In the final instalment of our seminar series for 2014, Maha Manoubi will present a talk on her MASc work: “Criteria for a Flame to Propagate Between Neighboring Pockets of Reactive Gas”. The abstract of the talk is below. The talk will start promptly at 2:30pm.
**Kindly note the change of venue** since exams are now in full swing, we have to relocate our seminar to STE C0136
Friday December 12th, 2:30pm, Room STE C0136 (the glass engineering building next to CBY).
Criteria for a Flame to Propagate Between Neighboring Pockets of Reactive Gas
Maha Manoubi (M.A.Sc. Candidate), Supervisor: Dr. Matei. I. Radulescu
During severe accidents in water-cooled nuclear power plants, large amounts of hydrogen could be generated and released to form large composition heterogeneities. In fact, when leaks occur at several locations, or in the presence of complex geometries, multiple pockets of reactive gases may accumulate in certain locations, surrounded by inert gases.
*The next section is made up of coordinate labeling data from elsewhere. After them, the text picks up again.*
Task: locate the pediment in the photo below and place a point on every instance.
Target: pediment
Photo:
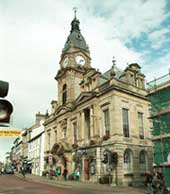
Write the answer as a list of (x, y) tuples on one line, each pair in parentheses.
[(84, 97), (62, 109)]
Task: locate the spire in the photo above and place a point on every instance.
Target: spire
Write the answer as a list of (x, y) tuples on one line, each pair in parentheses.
[(75, 23), (75, 11), (75, 39)]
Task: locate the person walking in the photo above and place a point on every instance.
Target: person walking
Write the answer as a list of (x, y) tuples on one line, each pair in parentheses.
[(148, 181), (65, 172), (23, 171), (77, 174)]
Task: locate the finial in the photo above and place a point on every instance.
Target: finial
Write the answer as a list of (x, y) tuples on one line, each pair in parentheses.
[(113, 68), (75, 11), (114, 61)]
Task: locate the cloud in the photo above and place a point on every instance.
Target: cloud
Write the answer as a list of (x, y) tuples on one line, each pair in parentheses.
[(159, 37), (33, 34)]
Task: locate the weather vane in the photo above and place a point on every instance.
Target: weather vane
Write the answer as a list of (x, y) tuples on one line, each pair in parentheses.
[(75, 11)]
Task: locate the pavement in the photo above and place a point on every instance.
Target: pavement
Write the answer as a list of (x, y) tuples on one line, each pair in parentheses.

The focus of the present study is to determine the conditions for a flame to propagate between pockets of reactive mixtures separated by air and develop the scaling laws governing this phenomenon. The soap bubble technique was used to isolate pockets of reactive gas. The experiments were performed in hydrogen-air mixtures of different compositions. A largescale shadowgraph technique was implemented to visualize the events over length scales of almost 2 meters by 2 meters.
The high-speed visualization permitted to determine the transition mechanism and its influence on the critical separation distance between the pockets. The results have revealed that for mixtures characterized by high flame speed (at near stoichiometric compositions), where the effect of buoyancy is negligible, the propagation condition is related to the volumetric expansion. When the expansion of the gas kernel of the first pocket is sufficient for the hot products to reach the original position of the gas of the second pocket, the gas in the boundary layer of the second bubble ignites, permitting transition. However, for lean mixtures, or for bubbles sufficiently large, buoyancy effects become important and the spherical flame rises before it can reach the second bubble. Thus the critical separation distance becomes much smaller and is no longer determined by the expansion ratio. The critical radius of the flame that will rise due to buoyancy is presented as function of the mixture properties.